Setting boundaries using JavaScript

As soon as you select the On Script option as the trigger for establishing record boundaries (see Record boundaries), you are instructing the DataMapper to read the source file sequentially and to trigger an event each and every time it hits a delimiter. (What a delimiter is, depends on the source data and the settings for that data; see Input data settings (Delimiters)).
In other words, the script will be executed - by default - as many times as there are delimiters in the input data.

If you know, for instance, that a PDF file only contains documents that are 3 pages long, your script could keep count of the number of times it's been called since the last boundary was set (that is, the count of delimiters that have been encountered). Each time the count is a multiple of 3, it could set a new record boundary. This is basically what happens when setting the trigger to On Page and specifying 3 as the Number of Pages.

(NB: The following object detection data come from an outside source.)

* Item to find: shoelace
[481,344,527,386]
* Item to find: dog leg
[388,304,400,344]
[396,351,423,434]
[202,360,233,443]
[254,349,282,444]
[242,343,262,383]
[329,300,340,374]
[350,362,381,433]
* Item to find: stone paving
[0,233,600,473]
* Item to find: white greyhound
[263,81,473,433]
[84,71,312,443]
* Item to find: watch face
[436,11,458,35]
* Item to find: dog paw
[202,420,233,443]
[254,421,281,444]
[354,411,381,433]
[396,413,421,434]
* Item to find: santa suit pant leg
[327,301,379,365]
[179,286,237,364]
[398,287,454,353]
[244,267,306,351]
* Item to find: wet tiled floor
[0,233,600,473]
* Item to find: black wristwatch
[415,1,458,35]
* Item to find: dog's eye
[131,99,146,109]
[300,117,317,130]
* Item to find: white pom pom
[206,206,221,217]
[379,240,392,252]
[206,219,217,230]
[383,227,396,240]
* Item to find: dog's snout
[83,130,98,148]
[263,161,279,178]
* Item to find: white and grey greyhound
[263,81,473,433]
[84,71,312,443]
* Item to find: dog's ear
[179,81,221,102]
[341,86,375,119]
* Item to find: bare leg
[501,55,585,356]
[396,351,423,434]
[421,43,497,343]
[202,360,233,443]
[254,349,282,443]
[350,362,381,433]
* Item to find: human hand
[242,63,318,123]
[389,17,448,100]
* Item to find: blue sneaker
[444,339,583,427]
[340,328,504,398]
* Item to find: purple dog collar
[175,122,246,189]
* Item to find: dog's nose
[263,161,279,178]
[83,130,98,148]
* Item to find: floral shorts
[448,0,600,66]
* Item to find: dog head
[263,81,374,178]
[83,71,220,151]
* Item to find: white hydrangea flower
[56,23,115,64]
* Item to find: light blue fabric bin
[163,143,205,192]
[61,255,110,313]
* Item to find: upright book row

Remember that a boundary script is being called on each new delimiter encountered by the DataMapper parsing algorithm. If for instance a database query returns a million records, the script will be executing a million times! Craft your script in such a way that it doesn't waste time examining all possible conditions. Instead, it should terminate as soon as any condition it is evaluating is false.

Accessing data

Data available inside each event

Every time a delimiter is encountered, an event is triggered and the script is executed. The event gives the script access to the data between the current location - the start of a row, line or page - and the next delimiter. So at the beginning of the process for a PDF or text file, you have access to the first page only, and for a CSV or for tabular data, that would be the first row or record.

This means that you can:

  • Examine the data found in between delimiters for specific conditions.
  • Examine specific regions of that data, or the available data as a whole.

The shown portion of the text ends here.